Research shows that employers are facing an ill-equipped emerging workforce. The skills that are deficient in most recent high school and college graduates’ repertoires are referred to as applied or “soft” skills. Proficiency in areas of leadership, teamwork, critical thinking, problem-solving and decision-making are all under the soft skills umbrella.
Economists James Heckman and Flavio Cunha explained in the America’s Promise Alliance report that these soft skills are just as essential to a young person’s success as the more frequently cited academic indicators. In fact, both federal and international commissions have concluded that these skills are essential prerequisites for high school graduates to enter the workforce successfully. Unfortunately, there exists today a significant gap between the level of soft skills that future workers need and the level of these skills that they now possess. According to "Are They Ready to Work?" three-quarters of surveyed employers said that incoming high school graduates were deficient in these "applied skills." Additionally, 40 percent of employers said that the high school graduates they hire lack enough of the “soft” skills they need even for entry-level jobs. The data showed that young people lack not only the skills themselves but important opportunities to develop them.

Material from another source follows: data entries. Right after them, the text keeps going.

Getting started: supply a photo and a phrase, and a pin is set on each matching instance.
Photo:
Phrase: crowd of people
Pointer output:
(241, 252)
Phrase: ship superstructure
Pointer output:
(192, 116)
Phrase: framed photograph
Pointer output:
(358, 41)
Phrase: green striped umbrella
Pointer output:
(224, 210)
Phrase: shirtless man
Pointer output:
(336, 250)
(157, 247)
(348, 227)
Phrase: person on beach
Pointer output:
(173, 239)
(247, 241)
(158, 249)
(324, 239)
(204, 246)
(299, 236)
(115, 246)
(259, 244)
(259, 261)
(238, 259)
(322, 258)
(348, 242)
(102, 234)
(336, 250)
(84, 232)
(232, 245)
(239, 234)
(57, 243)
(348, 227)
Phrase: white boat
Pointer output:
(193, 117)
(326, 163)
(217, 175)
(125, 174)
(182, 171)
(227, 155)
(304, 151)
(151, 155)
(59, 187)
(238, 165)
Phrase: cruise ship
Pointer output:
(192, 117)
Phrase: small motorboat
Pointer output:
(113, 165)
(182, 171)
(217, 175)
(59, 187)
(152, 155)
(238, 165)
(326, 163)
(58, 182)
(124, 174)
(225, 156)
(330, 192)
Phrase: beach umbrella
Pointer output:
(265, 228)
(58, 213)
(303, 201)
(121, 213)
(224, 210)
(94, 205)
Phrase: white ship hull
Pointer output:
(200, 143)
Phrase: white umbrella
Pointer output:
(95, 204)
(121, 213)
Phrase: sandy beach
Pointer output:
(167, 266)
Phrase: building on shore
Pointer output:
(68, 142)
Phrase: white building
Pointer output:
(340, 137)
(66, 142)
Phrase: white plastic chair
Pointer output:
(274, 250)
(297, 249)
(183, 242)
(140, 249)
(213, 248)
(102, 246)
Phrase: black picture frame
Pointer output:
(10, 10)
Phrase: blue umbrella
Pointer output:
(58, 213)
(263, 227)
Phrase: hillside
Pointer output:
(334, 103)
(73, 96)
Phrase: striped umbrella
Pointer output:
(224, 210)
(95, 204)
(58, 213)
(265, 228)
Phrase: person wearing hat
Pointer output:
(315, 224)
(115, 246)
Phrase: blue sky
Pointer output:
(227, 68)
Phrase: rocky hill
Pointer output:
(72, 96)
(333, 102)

More than 7,000 youth have participated in the Career Edge Program. After completing the program, participants showed significant improvement in:
- ability to make good decisions,
- ability to solve problems effectively,
- leadership skills
- ability to set and achieve goals, and
- awareness of their ability to contribute when working as part of a team.
In regards to career skills, participants believed that they were more likely to know how to fill out a job application, how to dress appropriately for a job interview, what types of jobs or careers fit their personal interests and that their school subjects had a direct effect on their future career choices and success.